It is normal for the BS to be crystal clear that he or she wants to R, wants to D, or to be full of mixed feelings. D-day is a life-changing event, and it can take some time to sort through our feelings. It is absolutely normal for a BS to not belive anything that comes out of the mouth of the WS since they have proven themselves to be liars.

A week ago she did not want to be with you. She told you she did not want to show remorse because sghe did not like you. Now she wants to reconnect. Who knows where the truth is.

If you do not want to R and are leaning towards D you have your answer. Ignore her and proceed with D.

I would have loved to see her act this way a week ago, now I am over it!

act is the key word here, that may be all this is. Who knows? Before considereing reconnecting, I recomend you look to see that your WW is owning and working on her issues.
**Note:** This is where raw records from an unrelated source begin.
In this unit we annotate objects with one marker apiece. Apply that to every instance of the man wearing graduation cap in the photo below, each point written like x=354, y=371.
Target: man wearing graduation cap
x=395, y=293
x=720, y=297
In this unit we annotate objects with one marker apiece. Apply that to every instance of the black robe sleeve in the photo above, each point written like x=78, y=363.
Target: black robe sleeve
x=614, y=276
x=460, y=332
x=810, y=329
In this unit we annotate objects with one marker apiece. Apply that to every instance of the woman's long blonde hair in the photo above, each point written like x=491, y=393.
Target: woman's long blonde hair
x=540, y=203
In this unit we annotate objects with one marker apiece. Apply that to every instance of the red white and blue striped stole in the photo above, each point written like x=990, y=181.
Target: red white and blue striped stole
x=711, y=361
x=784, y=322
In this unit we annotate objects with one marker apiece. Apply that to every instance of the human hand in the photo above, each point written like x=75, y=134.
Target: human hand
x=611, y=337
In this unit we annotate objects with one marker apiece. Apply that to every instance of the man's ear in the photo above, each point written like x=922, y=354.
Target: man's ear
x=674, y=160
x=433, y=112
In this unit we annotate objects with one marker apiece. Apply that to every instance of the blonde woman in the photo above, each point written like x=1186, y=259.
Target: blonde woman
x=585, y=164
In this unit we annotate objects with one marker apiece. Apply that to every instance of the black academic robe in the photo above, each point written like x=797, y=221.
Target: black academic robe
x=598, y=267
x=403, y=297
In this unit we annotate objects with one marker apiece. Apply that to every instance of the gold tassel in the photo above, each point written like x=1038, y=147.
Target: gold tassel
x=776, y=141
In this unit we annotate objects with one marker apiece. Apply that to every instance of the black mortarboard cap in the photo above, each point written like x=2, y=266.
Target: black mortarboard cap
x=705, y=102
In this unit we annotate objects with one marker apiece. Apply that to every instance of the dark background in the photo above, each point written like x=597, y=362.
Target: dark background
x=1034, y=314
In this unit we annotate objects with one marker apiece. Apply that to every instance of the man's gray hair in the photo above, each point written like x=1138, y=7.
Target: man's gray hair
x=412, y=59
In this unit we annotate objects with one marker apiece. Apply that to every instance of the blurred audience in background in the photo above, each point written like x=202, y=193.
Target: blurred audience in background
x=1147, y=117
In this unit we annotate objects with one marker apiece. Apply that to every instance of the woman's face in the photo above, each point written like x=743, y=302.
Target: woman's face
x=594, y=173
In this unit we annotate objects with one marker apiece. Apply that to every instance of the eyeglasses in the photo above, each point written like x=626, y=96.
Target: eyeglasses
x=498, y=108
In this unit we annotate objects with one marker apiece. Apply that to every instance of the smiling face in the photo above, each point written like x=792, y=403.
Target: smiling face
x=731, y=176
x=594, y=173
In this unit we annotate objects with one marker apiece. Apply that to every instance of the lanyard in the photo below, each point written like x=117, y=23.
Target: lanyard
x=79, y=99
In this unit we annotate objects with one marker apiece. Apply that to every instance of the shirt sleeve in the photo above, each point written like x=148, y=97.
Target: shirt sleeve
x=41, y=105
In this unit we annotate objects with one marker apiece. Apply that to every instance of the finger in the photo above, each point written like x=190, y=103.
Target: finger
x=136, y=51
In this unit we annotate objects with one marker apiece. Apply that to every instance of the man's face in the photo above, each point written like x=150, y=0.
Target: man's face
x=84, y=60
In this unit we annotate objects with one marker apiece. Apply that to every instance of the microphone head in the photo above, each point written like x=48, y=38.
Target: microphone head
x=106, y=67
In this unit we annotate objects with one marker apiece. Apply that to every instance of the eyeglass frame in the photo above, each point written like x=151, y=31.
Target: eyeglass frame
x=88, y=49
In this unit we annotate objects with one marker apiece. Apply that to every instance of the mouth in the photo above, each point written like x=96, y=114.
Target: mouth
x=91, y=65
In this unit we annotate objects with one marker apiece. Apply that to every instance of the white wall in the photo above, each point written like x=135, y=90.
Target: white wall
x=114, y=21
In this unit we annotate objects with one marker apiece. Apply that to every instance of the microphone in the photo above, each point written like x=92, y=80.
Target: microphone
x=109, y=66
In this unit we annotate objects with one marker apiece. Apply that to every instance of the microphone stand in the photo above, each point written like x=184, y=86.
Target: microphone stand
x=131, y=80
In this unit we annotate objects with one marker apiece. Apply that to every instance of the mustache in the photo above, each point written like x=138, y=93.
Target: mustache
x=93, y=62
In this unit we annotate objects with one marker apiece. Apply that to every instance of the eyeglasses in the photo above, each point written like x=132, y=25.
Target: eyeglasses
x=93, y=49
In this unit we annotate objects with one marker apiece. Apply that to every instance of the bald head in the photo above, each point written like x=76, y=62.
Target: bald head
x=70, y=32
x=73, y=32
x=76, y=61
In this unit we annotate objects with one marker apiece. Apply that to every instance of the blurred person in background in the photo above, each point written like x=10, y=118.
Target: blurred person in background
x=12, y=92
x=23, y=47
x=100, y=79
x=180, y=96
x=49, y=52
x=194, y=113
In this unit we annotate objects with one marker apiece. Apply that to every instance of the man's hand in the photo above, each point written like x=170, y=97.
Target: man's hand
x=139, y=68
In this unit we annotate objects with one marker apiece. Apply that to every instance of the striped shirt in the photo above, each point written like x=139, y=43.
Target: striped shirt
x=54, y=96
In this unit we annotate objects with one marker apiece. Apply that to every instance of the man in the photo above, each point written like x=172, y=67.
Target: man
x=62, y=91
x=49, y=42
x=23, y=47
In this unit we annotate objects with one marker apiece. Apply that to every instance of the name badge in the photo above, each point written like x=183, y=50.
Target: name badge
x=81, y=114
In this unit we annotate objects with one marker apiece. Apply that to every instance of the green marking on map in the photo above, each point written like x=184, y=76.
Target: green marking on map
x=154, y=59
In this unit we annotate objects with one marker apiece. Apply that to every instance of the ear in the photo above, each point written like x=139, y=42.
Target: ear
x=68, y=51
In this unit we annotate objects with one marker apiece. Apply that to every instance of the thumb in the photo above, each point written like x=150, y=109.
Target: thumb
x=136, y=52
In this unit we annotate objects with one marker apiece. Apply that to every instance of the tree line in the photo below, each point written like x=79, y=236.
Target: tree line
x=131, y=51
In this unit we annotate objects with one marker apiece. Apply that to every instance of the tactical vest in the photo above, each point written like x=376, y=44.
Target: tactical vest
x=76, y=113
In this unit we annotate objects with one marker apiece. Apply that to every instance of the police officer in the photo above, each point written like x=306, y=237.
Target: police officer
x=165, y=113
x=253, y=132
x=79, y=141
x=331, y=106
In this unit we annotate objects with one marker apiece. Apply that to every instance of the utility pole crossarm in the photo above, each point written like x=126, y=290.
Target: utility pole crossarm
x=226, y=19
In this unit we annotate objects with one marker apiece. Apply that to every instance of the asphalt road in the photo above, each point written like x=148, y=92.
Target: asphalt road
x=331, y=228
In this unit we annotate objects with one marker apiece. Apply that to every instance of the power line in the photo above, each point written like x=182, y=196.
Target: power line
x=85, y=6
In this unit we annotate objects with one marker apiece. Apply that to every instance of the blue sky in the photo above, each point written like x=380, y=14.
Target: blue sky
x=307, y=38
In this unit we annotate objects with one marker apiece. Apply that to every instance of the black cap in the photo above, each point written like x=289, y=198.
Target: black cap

Is she seeing an IC to figure out why she was OK with having an A, and what she was trying to gain through the A? Is she trying to figure out new boundaries and coping mechanisms to prevent a repeat A? Is she reaching out to you demonstrating transparency, honesty, answering all your questions, providing a timeline of the A, giving you access to her phone, her email, her Facebook?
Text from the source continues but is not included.